Publié par wikistrike.over-blog.com sur 16 Octobre 2011, 08:11am

Catégories : #Economie

« Les leçons de l’Argentine pour la Grèce »

[Extraits d'un article de Claudio Katz, économiste, chercheur et professeur.]

« La Grèce subit le même drame que l’Argentine une décennie auparavant. Le gouvernement de l’Alliance assurait la continuité des politiques néolibérales de Carlos Menem tandis que l’endettement explosif de l’Etat le poussait au bord de la cessation de paiements. Au cours des années 1990, la dette est passée de 84 à 147 milliards de dollars et le paiement des intérêts asphyxiait les finances publiques. Ces transferts au titre du service de la dette représentaient 3 fois les dépenses courantes, 6 fois celles liées à l’assistance sociale et 23 fois les montants destinés aux plans d’aide à l’emploi. [Cliquer pour lire la suite.] 
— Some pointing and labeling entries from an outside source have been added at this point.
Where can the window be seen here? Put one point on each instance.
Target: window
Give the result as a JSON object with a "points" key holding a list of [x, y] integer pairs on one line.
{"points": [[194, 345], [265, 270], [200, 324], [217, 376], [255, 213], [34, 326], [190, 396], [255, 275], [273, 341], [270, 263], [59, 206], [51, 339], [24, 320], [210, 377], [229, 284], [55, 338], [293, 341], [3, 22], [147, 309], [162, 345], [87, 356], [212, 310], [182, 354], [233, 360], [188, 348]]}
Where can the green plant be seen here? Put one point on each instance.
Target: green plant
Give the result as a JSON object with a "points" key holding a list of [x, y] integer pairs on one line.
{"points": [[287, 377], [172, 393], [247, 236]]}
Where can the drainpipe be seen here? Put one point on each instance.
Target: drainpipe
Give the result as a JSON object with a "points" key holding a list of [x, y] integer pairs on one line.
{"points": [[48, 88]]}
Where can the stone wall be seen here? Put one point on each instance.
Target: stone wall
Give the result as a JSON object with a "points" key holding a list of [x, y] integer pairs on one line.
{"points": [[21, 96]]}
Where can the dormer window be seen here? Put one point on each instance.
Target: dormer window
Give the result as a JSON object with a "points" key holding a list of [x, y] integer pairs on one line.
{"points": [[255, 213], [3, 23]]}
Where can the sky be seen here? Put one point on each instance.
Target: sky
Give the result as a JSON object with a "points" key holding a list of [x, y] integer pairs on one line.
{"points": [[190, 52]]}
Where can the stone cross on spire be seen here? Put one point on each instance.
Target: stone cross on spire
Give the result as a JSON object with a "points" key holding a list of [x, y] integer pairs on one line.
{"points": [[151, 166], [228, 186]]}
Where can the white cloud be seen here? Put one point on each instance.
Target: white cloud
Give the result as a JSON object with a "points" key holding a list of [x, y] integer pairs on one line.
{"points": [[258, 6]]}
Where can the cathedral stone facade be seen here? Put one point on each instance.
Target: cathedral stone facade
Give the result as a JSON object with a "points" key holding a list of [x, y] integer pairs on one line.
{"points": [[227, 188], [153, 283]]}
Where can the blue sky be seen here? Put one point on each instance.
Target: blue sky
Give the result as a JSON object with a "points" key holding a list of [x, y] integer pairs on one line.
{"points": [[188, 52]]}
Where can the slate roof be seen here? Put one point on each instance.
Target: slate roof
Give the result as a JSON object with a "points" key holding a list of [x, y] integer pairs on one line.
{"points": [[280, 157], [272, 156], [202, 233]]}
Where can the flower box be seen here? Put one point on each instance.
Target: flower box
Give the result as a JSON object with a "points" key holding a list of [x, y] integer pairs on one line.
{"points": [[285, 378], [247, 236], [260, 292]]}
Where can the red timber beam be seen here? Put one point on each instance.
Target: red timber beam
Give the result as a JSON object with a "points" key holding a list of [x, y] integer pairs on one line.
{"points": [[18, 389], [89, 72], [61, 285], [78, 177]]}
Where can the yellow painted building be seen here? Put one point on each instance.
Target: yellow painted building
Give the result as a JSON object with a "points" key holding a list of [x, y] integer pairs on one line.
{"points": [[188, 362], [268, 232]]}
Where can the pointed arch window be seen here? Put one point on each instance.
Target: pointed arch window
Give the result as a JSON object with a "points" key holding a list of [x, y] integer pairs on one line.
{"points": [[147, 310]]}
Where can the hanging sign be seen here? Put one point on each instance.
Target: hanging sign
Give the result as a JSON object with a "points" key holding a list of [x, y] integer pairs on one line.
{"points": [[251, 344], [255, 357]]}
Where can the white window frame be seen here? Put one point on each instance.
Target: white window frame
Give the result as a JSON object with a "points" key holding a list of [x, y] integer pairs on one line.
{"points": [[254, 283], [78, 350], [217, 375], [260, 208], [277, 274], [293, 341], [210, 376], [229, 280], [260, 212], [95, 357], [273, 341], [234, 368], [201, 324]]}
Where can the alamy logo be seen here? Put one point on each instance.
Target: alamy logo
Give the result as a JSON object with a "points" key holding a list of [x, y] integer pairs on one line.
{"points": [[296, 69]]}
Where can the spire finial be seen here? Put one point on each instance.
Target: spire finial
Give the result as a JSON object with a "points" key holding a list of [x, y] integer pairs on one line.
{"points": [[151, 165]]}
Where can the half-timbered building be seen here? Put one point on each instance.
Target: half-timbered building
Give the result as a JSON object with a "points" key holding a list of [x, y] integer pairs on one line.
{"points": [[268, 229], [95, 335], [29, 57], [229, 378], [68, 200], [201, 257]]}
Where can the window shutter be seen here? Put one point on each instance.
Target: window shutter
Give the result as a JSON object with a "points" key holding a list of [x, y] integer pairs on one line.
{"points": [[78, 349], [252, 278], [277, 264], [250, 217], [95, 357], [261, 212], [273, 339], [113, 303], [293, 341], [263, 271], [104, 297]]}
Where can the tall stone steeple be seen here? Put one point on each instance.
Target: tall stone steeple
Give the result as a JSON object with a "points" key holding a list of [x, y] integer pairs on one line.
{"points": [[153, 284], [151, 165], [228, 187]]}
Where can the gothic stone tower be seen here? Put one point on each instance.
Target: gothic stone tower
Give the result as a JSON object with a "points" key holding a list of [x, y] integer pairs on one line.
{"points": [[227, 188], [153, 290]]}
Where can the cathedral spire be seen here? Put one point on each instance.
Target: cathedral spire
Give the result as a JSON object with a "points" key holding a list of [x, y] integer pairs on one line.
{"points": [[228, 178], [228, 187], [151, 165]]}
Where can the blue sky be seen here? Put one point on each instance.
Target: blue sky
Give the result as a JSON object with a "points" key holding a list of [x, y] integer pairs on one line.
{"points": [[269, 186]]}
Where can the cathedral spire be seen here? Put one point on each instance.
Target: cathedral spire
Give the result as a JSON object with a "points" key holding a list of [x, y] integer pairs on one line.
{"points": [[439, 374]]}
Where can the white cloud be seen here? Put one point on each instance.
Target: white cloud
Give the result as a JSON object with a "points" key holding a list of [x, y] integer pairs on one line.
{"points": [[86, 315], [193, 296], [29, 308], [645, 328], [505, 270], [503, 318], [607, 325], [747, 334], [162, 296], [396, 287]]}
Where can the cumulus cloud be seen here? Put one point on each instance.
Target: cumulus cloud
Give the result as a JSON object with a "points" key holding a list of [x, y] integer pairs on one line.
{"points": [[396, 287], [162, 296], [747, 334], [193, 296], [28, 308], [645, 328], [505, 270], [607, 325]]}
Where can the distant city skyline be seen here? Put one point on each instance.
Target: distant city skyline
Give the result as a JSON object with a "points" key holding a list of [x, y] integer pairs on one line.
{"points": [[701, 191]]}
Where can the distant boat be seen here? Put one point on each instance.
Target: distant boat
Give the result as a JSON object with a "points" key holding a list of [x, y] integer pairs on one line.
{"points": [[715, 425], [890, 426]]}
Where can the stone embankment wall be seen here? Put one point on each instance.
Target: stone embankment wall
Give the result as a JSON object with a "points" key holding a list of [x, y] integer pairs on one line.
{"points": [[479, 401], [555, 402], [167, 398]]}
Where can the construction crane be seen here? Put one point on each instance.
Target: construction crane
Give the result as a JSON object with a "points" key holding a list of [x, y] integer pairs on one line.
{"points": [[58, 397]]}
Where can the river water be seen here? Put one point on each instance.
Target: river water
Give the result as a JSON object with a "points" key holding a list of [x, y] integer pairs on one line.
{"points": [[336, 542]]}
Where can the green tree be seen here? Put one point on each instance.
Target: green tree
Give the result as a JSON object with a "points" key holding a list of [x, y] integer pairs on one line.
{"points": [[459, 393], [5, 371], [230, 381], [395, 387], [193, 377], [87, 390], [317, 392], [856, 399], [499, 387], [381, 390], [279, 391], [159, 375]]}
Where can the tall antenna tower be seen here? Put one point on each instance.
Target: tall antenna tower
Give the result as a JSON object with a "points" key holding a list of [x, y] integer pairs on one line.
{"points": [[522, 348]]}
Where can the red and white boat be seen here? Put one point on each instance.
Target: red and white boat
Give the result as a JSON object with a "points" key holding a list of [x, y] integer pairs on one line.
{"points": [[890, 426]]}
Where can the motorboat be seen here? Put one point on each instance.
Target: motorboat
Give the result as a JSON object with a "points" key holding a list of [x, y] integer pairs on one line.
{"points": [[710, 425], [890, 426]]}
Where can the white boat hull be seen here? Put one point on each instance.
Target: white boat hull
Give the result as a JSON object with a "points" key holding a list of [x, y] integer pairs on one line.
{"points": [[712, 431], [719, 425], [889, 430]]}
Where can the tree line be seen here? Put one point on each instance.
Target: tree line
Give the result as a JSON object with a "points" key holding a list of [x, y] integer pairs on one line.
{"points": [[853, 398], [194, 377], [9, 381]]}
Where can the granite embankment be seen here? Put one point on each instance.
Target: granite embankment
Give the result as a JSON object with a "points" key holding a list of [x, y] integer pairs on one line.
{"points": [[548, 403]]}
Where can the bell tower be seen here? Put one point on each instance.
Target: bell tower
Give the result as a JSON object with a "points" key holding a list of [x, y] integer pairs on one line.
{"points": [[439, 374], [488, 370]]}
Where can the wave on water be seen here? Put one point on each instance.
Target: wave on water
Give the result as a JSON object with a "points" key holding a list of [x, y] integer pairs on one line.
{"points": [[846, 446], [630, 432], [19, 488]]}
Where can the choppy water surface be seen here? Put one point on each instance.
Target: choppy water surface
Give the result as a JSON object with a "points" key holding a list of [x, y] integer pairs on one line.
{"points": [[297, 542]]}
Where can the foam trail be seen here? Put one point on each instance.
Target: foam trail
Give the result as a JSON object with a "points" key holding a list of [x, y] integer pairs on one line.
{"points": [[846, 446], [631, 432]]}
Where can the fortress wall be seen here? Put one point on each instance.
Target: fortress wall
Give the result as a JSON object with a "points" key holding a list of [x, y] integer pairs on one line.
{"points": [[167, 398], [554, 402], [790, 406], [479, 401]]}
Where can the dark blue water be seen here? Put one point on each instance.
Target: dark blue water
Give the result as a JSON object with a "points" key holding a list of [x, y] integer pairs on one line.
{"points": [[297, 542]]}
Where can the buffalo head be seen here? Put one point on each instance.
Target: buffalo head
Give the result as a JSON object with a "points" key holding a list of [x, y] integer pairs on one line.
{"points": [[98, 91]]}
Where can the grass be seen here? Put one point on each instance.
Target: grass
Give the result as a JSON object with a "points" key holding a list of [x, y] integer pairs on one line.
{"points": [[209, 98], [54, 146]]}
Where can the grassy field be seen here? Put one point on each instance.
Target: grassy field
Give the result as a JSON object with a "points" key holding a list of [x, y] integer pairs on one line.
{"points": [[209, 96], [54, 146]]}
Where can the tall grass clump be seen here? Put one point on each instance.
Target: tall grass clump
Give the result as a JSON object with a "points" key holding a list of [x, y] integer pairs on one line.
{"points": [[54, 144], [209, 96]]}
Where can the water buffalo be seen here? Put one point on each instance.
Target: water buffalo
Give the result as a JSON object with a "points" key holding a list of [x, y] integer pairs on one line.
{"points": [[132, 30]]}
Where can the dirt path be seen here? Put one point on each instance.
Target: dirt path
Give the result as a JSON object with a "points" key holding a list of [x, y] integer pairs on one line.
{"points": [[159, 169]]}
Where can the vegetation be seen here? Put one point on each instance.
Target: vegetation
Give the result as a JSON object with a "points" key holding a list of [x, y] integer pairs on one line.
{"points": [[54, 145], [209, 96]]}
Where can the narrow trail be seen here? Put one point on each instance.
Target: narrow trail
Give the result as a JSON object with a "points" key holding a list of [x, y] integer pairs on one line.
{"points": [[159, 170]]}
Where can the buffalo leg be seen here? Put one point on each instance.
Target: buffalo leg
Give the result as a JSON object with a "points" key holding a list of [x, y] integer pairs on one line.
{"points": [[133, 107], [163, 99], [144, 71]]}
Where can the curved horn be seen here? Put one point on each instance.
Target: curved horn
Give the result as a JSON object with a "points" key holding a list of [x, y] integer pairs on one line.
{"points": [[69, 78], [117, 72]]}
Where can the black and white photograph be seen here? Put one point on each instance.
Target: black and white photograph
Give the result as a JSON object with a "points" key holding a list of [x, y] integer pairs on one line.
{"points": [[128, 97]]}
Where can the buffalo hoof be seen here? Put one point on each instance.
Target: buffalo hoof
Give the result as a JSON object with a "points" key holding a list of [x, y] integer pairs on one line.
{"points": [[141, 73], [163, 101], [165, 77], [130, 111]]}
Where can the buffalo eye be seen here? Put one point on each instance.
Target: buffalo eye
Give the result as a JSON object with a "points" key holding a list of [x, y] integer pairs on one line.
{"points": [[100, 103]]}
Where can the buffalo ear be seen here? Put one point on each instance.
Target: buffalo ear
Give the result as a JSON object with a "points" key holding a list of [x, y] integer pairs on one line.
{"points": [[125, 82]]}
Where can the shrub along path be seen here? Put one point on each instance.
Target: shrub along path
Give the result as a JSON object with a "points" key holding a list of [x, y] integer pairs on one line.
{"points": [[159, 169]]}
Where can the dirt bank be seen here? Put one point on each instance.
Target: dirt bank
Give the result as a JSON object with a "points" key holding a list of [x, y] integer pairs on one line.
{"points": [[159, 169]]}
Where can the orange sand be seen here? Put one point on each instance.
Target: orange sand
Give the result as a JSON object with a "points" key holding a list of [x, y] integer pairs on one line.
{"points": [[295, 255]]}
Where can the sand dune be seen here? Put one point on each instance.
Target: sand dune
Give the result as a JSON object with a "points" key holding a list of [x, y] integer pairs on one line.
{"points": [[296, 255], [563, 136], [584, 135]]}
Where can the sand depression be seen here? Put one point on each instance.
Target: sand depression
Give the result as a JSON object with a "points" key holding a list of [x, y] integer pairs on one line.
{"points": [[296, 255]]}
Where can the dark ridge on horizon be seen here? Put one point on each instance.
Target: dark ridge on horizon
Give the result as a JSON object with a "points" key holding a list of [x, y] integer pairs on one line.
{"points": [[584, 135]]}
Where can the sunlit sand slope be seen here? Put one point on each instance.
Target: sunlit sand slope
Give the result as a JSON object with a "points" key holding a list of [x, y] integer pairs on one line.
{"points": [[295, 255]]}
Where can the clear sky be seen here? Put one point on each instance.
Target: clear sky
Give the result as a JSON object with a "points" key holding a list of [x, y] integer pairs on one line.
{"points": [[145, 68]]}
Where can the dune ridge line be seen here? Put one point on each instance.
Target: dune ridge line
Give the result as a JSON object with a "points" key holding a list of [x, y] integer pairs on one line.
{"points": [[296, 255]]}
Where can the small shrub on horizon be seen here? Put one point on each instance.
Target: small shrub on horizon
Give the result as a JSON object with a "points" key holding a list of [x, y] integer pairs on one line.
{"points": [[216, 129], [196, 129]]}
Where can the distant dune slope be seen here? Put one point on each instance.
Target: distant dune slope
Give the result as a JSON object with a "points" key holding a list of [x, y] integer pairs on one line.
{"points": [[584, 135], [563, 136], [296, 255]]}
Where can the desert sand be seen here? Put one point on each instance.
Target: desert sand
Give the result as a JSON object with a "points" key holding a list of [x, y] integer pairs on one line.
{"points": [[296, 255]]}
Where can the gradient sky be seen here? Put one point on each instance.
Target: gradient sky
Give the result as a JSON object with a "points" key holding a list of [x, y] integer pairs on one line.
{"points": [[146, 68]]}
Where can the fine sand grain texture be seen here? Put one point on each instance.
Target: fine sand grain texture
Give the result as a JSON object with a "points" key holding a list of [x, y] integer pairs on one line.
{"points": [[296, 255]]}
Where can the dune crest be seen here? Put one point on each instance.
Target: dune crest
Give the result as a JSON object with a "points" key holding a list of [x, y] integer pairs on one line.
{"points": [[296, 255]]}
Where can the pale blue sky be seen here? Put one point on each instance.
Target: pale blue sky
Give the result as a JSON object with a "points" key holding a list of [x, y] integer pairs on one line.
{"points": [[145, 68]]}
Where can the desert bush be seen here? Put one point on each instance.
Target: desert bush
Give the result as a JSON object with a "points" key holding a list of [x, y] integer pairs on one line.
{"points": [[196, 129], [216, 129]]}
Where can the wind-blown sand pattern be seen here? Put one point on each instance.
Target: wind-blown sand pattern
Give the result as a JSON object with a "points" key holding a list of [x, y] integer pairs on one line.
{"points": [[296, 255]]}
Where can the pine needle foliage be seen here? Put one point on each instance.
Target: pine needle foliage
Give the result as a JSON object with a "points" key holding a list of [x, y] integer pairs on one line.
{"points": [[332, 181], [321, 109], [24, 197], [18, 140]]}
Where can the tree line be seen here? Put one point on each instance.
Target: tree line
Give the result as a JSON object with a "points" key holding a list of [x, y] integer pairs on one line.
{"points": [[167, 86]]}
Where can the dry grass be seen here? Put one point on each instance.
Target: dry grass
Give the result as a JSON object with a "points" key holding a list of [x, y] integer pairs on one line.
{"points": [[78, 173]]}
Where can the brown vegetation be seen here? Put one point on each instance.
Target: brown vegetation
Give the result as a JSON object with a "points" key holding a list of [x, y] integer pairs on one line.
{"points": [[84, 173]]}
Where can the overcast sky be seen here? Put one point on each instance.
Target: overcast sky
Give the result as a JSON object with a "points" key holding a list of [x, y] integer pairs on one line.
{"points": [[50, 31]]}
Des refinancements d’urgence avaient lieu périodiquement pour éviter le défaut de  paiement. Les échéances étaient repoussées avec des crédits à taux usuraires. Les créanciers intégraient le caractère non viable de ces opérations entraînant le maintien du « risque pays » – qui mesure la vulnérabilité du débiteur – à des niveaux exorbitants.

La Grèce s’achemine vers le même précipice avec un endettement total par rapport au PIB semblable à l’Argentine de l’époque et le recours aux mêmes plans pour venir en aide aux créanciers. Elle a accepté l’année dernière des mesures de sauvetage pour échapper à l’étranglement du au manque de liquidités et elle a à faire face aujourd’hui à une crise majeure d’insolvabilité. Ce même contexte conduisit il y a dix ans l’Argentine à la catastrophe sociale (54% de pauvres, 35% de chômeurs et la famine pour les plus démunis). La régression sociale s’accentuait à chaque fois que le gouvernement voulait démontrer sa capacité de paiement aux créanciers. Les salaires ont été diminués et les impôts directs augmentés, ce à quoi il faut ajouter de nombreuses diminutions du budget de l’éducation et les élévations successives de l’âge de la retraite.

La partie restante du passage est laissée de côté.